Heat stability of carvacrol and trans-cinnamaldehyde during commercial manufacturing temperatures in chicken feed

Authors: UPADHYAYA, INDU - University Of Arkansas; YIN, HSIN-BAI - University Of Connecticut; GIDDEN, JENNIFER - University Of Arkansas; LAY, JACKSON - University Of Arkansas; Donoghue, Ann - Annie; DONOGHUE, DAN - University Of Arkansas; DARRE, MICHAEL - University Of Connecticut; VENKITANARAYANAN, KUMAR - University Of Connecticut

Submitted to: Meeting Abstract
Publication Type: Abstract Only
Publication Acceptance Date: 5/15/2017
Publication Date: N/A
Citation: N/A

Interpretive Summary:

Technical Abstract: With increasing consumer demand for natural, antibiotic free poultry products, the use of plant-derived antimicrobials (PDAs) as effective antimicrobial feed additives has gained significant attention.
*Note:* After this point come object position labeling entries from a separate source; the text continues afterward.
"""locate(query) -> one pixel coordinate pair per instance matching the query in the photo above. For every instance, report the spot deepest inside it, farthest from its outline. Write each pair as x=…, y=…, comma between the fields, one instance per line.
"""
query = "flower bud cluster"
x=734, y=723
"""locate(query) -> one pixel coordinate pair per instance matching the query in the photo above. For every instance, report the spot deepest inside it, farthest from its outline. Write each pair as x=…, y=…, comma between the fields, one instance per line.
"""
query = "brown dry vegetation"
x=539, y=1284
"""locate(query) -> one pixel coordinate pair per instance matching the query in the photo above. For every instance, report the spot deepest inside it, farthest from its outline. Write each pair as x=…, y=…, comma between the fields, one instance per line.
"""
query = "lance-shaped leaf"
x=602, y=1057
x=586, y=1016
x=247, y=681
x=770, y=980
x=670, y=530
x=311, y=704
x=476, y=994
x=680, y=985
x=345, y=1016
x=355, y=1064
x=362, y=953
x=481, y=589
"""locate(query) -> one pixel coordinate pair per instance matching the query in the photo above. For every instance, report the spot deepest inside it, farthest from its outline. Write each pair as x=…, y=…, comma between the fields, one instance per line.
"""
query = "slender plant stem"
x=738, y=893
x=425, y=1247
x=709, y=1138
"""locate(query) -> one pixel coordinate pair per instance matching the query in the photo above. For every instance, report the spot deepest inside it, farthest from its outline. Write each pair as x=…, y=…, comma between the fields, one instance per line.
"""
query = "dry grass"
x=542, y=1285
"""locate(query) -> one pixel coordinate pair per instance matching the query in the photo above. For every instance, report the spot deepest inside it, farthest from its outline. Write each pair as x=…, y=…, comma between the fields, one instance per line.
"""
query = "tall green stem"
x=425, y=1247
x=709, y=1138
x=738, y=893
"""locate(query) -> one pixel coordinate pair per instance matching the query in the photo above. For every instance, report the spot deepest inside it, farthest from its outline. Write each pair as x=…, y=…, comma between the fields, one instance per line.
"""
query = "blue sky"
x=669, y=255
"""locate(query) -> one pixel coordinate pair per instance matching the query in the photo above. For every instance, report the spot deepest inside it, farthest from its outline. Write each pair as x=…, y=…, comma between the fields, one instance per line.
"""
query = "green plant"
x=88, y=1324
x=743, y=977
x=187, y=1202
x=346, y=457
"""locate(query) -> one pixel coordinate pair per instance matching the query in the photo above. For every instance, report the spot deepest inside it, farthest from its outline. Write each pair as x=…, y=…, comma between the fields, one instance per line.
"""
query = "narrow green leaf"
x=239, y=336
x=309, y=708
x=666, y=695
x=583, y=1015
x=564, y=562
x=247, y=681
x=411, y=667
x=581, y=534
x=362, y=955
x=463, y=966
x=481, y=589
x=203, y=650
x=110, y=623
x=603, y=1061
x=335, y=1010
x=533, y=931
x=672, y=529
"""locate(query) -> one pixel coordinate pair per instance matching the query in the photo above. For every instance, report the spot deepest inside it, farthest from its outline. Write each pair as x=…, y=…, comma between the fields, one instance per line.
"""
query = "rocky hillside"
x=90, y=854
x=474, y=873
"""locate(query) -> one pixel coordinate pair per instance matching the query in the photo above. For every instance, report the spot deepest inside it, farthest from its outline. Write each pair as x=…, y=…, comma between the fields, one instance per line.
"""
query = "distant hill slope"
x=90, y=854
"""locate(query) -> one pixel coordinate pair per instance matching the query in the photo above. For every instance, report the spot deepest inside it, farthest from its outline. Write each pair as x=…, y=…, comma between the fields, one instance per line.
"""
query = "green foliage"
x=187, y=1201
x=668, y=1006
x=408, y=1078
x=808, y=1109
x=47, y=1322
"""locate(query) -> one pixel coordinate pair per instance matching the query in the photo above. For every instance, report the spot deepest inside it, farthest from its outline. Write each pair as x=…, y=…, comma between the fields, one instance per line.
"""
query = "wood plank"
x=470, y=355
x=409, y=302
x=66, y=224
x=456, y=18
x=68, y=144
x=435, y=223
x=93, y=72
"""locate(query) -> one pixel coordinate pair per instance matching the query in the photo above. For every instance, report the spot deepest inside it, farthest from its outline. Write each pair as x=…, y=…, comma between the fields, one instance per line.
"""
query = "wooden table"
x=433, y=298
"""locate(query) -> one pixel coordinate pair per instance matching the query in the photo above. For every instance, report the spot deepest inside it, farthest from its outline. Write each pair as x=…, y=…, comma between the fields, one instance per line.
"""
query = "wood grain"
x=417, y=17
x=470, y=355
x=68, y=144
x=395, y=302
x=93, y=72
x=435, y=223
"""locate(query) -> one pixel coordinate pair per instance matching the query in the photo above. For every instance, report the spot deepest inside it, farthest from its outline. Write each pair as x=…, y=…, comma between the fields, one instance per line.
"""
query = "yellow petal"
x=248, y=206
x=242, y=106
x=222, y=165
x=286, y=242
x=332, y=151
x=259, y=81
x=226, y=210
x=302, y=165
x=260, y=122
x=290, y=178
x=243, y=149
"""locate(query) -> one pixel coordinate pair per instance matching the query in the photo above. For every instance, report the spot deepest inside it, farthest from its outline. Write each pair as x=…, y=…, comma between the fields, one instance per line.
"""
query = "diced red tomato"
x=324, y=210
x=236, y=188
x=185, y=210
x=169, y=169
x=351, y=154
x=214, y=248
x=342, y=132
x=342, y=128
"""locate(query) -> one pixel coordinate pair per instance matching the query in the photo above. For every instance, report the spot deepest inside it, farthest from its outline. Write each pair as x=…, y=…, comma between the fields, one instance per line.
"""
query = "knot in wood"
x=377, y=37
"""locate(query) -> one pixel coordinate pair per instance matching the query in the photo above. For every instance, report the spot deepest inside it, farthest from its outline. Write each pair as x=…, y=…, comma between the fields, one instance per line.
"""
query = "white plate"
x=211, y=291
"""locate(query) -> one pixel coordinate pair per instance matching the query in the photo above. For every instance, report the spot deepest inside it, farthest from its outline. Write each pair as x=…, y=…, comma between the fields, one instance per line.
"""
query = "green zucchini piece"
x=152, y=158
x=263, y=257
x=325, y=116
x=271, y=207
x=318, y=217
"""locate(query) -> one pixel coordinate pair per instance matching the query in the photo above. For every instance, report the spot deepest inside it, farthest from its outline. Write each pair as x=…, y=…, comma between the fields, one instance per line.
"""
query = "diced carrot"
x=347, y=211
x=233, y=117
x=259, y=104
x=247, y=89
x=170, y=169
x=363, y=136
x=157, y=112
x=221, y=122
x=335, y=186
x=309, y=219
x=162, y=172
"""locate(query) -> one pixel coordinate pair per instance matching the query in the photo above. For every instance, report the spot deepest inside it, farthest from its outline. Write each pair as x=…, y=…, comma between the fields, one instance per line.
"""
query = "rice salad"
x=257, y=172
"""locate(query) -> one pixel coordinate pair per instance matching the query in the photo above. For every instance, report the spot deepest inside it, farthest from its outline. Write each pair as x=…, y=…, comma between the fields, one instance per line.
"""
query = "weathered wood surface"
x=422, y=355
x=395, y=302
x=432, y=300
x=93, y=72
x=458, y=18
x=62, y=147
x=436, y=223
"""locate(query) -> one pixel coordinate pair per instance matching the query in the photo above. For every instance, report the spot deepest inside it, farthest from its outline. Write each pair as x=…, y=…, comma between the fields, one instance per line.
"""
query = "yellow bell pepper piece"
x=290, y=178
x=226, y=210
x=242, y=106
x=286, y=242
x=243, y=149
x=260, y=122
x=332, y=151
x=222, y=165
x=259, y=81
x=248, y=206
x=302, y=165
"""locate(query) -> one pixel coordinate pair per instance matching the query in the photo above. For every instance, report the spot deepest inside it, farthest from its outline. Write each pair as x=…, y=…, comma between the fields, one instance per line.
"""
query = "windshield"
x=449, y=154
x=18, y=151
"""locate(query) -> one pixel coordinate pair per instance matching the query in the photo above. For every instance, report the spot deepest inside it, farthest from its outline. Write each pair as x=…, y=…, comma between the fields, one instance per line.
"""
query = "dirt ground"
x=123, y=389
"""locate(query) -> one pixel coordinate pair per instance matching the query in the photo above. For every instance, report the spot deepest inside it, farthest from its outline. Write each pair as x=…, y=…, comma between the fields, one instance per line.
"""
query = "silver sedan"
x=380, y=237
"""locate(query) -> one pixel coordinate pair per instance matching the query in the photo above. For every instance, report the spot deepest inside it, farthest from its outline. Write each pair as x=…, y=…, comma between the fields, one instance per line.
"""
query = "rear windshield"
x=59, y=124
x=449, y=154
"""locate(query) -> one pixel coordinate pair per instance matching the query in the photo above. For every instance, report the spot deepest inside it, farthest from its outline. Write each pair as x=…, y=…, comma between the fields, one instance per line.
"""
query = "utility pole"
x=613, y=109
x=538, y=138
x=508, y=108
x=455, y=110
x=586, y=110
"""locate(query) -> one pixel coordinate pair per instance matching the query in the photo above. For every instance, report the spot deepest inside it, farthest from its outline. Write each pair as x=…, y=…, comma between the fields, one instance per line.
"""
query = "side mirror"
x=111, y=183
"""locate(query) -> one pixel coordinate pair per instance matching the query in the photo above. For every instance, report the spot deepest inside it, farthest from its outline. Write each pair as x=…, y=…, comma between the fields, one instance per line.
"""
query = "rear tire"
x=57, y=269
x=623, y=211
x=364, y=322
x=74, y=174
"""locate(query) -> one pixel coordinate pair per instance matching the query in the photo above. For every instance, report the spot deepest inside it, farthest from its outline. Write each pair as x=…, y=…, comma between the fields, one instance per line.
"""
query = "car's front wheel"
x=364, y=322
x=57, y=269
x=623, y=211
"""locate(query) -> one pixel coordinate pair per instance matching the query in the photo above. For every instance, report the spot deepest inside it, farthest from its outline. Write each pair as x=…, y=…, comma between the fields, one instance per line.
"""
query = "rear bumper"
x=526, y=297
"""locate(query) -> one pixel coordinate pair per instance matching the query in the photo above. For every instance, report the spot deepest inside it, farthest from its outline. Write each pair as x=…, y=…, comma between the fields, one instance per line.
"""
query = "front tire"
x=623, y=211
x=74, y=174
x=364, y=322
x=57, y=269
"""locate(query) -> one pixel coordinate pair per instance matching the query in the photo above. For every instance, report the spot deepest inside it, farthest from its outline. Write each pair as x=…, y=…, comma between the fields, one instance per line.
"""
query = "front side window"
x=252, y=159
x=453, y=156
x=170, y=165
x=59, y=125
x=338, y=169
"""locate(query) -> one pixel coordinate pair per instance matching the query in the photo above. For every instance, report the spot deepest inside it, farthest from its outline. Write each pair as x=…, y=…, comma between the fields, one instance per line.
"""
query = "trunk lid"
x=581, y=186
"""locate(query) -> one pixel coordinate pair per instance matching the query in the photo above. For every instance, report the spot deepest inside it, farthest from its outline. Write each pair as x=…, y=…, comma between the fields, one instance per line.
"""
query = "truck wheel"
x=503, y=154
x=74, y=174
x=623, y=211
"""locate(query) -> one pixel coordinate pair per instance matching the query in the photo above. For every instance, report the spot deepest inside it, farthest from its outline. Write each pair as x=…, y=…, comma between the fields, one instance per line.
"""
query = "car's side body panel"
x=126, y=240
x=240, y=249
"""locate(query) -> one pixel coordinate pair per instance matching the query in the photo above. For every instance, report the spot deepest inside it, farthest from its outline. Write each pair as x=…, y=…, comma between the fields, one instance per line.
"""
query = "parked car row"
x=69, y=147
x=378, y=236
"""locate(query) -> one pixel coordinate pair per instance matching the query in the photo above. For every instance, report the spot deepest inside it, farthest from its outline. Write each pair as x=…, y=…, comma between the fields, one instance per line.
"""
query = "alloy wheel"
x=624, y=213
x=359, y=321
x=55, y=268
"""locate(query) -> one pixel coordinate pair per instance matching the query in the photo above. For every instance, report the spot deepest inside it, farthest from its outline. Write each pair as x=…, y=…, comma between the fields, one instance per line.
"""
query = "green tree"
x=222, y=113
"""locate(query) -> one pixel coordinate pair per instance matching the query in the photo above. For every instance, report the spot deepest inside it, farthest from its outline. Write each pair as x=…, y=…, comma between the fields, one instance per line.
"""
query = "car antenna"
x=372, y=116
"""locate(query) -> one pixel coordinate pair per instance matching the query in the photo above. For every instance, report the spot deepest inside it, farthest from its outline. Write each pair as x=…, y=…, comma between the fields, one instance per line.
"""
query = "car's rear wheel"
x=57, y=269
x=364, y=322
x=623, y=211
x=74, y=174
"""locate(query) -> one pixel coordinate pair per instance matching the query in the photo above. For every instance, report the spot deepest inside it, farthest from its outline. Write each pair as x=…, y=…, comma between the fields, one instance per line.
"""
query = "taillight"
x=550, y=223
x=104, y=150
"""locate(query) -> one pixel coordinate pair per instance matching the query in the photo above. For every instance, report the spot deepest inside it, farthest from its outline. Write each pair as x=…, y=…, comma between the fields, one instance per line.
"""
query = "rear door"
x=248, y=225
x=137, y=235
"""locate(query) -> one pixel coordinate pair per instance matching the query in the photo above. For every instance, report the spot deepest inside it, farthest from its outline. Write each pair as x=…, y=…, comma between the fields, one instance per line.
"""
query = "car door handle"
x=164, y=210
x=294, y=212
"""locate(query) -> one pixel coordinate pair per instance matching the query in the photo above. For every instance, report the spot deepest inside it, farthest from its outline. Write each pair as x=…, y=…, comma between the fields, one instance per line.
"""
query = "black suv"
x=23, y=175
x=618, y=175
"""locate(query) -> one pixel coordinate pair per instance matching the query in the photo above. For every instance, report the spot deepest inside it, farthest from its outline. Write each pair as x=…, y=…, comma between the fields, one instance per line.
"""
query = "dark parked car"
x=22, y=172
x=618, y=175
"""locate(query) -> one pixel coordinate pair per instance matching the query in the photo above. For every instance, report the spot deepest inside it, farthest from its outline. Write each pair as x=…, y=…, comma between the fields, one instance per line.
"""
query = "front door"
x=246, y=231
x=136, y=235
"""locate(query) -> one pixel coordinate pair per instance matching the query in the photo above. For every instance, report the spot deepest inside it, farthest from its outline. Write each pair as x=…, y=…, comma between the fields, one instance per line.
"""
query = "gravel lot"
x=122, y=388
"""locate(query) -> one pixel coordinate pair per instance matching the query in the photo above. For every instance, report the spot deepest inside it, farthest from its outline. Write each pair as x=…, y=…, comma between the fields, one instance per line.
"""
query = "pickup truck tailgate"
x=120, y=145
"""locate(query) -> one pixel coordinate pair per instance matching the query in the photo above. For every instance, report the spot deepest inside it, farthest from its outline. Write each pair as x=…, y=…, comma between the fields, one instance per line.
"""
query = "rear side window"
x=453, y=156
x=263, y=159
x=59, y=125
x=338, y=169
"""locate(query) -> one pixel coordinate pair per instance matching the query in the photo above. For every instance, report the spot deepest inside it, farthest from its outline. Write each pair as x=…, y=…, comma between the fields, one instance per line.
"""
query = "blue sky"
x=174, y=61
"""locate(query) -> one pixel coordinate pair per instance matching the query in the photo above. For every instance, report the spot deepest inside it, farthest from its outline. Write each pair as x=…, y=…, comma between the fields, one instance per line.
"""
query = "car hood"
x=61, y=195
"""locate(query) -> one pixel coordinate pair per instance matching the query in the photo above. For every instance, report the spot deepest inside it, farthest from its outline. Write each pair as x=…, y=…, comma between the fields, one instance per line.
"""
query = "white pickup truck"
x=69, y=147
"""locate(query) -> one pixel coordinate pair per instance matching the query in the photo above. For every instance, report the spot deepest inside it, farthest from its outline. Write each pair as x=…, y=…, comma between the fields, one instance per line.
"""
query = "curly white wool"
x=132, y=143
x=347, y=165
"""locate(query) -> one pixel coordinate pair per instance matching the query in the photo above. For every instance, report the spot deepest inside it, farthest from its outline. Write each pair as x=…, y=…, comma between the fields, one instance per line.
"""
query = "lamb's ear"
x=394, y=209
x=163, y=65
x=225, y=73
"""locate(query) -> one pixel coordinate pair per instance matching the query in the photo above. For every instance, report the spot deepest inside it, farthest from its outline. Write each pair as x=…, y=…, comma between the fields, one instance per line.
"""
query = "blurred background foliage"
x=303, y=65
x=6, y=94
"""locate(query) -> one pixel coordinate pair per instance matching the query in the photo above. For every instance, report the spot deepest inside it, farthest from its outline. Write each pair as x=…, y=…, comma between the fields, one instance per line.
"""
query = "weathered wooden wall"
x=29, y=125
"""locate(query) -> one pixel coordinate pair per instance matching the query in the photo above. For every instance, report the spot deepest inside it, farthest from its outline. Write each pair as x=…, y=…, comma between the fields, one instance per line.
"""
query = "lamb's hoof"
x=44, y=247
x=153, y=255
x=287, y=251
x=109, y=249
Among the various PDAs, carvacrol (CR) from oregano and trans-cinnamaldehyde (TC) from cinnamon bark have demonstrated significant antimicrobial properties in several chicken feeding trials. However, little is known about their stability in chicken feed subjected to commercial manufacturing temperatures and storage. This study investigated the heat stability of CR and TC in chicken feed subjected to two commercial heating temperatures and storage for 2 months. One kilogram of feed supplemented with or without (control) 0.75% CR or TC was heated at 150oF and 180oF. The heat-treated and untreated feed were stored at 25oC for 2 months. Immediately after treatment, and at 1 and 2 months of storage period, 100 gram portions of feed were analyzed for PDA content by Gas Chromatography Mass Spectrometry (GC-MS) on a Varian 450-GC coupled to a 320- MS triple quad mass spectrometer. Triplicate samples of each treatment and control were included, and data were analyzed using MS-review software. The peaks for each PDA were compared with oleic acid (endogenous control) for relative quantification. Carvacrol and TC were detected in the feed during the entire storage period. The levels of CR and TC in the feed heated at both temperatures were not affected as compared to the controls on day 0 (P>0.05). Similar results were observed at 1 and 2-month storage periods; heat-treated TC was stable at 1 and 2-month sampling points with no significant difference on storage (P>0.05). Although, CR in heat-treated and CR controls was detected by the end of 2 months, heat-treated samples on day 0 yielded greater peaks for CR when compared to 1 and 2 months of storage (P<0.05). This study suggests that PDAs, especially TC is heat stable for 2 months under commercial feed manufacturing temperatures, and could potentially be used as an effective antimicrobial additive in chicken feed.